La documentariste belge Marie Mandy s’attaque à une question brûlante et universelle : pourquoi les femmes ne peuvent-elles toujours pas devenir prêtres ? Dans Femmes prêtres, vocations interdites (2024), elle explore cette injustice avec une ampleur inédite. Alors que son premier essai en 2019 s’était heurté aux portes closes du Vatican, cette nouvelle enquête, portée par trois femmes déterminées, interroge non seulement la place des femmes dans l’Église, mais aussi dans la société tout entière. Une plongée fascinante et bouleversante dans un sujet tabou, où le silence des institutions religieuses résonne bien au-delà des murs du Vatican.
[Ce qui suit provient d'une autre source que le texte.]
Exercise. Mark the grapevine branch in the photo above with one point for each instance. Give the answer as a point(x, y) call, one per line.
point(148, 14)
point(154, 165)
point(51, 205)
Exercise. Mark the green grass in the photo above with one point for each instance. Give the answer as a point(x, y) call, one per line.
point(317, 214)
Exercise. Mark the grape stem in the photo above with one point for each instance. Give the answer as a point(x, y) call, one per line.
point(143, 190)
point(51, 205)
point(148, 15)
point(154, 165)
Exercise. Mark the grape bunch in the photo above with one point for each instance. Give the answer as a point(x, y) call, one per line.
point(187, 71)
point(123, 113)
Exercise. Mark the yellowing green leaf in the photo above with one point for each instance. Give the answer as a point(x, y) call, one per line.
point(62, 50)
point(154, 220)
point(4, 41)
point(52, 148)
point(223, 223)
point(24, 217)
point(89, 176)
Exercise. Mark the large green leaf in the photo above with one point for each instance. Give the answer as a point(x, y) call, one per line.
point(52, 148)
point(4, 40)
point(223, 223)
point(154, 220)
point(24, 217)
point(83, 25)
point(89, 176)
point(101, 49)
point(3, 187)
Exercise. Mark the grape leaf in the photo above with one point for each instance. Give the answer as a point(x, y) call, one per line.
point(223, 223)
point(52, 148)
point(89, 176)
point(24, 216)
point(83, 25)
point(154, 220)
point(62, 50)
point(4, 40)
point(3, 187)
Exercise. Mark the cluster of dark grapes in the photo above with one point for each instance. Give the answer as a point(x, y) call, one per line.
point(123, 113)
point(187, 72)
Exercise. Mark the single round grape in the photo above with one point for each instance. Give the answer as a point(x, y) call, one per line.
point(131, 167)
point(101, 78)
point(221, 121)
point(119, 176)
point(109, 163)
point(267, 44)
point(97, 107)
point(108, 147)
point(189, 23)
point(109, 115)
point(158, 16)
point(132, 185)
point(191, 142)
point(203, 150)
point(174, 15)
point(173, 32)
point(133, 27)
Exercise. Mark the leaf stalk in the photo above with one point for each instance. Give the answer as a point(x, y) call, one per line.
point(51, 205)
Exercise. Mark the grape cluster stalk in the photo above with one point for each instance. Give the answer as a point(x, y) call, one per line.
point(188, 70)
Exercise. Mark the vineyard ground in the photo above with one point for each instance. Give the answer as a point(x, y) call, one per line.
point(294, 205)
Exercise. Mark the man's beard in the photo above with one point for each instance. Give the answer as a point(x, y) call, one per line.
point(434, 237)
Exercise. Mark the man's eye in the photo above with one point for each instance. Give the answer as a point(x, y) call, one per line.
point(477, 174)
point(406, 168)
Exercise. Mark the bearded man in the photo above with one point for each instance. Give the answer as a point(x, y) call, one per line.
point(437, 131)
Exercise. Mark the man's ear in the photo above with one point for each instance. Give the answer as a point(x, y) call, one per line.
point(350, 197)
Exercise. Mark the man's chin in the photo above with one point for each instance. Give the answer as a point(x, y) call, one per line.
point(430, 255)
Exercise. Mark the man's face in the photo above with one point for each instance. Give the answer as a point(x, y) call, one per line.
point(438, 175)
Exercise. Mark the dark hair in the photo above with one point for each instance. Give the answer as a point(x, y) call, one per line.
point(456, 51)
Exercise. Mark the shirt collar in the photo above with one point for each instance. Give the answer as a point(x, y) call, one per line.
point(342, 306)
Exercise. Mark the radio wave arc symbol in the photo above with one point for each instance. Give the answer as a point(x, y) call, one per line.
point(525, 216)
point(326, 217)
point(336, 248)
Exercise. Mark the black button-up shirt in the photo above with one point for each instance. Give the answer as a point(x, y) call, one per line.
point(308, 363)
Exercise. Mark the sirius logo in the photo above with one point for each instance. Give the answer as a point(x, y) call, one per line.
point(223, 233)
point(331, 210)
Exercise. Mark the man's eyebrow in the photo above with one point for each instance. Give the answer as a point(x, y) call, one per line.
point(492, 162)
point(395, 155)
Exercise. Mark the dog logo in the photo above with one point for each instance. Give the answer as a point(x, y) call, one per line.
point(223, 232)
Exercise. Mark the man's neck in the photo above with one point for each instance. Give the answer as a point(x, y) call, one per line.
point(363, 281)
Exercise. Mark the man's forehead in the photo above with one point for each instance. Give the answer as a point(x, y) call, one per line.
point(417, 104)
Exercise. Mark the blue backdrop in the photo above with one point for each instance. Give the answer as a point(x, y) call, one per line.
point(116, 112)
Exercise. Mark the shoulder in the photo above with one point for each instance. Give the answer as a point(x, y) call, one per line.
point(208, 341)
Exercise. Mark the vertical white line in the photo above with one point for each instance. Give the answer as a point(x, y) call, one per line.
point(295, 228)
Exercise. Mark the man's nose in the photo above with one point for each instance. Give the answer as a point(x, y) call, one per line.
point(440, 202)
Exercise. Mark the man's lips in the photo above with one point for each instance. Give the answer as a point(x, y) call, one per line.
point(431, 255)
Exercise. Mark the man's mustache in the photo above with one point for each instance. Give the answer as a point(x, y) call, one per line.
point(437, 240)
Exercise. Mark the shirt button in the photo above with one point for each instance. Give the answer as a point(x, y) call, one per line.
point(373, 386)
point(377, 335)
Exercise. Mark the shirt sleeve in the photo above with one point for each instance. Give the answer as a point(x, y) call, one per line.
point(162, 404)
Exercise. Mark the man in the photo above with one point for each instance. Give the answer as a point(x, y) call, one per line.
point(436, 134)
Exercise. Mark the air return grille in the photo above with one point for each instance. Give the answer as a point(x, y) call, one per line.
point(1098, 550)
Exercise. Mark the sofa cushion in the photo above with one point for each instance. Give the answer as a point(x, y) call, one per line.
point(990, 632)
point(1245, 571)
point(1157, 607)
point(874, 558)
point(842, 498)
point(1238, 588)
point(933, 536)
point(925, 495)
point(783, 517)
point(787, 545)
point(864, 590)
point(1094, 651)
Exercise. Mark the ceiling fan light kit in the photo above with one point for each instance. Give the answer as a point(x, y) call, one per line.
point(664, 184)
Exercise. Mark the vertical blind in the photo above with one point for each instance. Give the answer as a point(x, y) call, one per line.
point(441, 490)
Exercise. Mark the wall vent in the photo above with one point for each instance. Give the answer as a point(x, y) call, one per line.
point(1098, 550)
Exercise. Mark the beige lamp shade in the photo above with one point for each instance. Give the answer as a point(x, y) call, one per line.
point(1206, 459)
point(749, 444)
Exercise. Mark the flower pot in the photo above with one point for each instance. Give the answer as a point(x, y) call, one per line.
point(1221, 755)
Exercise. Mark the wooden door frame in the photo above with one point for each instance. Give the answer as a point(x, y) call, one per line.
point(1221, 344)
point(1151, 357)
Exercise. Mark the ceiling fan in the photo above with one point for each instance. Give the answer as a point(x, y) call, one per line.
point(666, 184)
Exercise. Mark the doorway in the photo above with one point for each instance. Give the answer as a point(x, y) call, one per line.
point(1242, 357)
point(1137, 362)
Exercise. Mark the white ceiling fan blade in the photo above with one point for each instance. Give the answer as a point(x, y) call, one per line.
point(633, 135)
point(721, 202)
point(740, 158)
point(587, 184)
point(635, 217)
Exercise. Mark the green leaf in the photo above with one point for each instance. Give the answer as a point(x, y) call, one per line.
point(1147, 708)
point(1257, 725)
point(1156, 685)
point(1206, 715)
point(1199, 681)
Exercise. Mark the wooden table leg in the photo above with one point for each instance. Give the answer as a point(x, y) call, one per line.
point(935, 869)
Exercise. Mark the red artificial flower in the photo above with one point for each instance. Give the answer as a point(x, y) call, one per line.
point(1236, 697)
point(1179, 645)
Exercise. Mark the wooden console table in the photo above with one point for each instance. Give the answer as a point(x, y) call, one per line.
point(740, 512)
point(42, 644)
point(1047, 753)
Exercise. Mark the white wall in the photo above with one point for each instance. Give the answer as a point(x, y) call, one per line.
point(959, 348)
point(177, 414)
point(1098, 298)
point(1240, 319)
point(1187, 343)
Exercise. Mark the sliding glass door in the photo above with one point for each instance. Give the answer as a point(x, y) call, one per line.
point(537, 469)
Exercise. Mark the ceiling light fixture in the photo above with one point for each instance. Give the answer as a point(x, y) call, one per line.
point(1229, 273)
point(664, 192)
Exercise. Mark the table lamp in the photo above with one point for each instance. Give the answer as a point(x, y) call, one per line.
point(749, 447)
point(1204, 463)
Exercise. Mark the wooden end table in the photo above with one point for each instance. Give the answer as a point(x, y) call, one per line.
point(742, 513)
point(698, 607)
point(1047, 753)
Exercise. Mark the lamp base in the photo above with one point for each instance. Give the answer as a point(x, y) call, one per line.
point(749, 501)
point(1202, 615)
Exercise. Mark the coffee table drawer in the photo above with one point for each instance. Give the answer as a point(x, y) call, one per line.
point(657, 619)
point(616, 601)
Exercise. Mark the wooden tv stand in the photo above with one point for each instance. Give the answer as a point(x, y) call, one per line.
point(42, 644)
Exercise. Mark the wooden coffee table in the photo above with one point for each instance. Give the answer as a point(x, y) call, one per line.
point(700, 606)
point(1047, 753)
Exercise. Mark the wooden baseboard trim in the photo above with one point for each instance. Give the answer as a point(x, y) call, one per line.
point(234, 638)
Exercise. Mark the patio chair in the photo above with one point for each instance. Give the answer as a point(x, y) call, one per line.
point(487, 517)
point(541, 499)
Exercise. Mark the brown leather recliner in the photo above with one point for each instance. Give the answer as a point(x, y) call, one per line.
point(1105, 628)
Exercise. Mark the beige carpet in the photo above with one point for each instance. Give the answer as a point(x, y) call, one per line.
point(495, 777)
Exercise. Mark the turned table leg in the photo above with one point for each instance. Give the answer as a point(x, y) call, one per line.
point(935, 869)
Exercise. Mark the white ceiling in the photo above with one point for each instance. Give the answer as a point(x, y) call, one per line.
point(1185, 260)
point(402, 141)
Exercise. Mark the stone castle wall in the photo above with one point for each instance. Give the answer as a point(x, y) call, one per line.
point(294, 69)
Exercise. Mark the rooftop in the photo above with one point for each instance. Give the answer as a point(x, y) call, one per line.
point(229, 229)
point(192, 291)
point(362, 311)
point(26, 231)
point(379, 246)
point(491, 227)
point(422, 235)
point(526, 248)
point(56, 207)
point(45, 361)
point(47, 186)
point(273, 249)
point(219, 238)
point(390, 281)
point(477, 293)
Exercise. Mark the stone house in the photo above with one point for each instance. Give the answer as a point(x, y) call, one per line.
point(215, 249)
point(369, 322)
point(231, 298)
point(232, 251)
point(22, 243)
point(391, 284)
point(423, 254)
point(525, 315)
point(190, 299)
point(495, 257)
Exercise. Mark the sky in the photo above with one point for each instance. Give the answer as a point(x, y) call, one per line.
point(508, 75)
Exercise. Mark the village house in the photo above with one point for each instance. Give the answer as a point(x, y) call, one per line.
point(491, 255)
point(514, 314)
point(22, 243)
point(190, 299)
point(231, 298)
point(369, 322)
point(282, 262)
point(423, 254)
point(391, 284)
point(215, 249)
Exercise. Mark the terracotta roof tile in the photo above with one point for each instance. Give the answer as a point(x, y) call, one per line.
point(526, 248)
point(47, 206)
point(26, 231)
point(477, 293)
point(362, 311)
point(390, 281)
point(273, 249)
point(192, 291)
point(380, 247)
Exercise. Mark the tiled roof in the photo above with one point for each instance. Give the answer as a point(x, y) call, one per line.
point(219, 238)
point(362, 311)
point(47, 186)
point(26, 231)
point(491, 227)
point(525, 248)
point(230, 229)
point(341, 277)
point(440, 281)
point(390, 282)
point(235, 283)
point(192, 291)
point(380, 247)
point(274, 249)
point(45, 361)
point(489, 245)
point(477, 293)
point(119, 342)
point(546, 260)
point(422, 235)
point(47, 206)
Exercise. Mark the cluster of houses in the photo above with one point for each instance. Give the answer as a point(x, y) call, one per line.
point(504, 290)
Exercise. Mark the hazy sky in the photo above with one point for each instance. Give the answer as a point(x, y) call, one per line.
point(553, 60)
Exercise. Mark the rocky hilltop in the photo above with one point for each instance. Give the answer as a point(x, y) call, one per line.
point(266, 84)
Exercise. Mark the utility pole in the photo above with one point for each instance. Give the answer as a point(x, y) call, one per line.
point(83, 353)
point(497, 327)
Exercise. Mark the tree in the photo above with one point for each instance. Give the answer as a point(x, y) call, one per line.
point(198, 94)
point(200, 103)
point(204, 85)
Marie Mandy, Femmes prêtres, vocations interdites
Cinergie : Comment ce sujet a-t-il germé dans votre esprit ? Quand avez-vous décidé de vous lancer dans cette épopée sur la place des femmes dans l’Église et au Vatican ?
Marie Mandy : En tant que réalisatrice, j’ai toujours voulu traiter des questions en lien avec la condition des femmes. Mais, par expérience, je me suis vite rendu compte que des films de ce type étaient difficiles à financer. Avec l’âge, j’ai accumulé un certain nombre de projets qui parlaient des femmes et qui n’étaient pas traités. Lorsque j’ai eu 50 ans, je me suis dit qu’il était temps de me battre pour réaliser ces films.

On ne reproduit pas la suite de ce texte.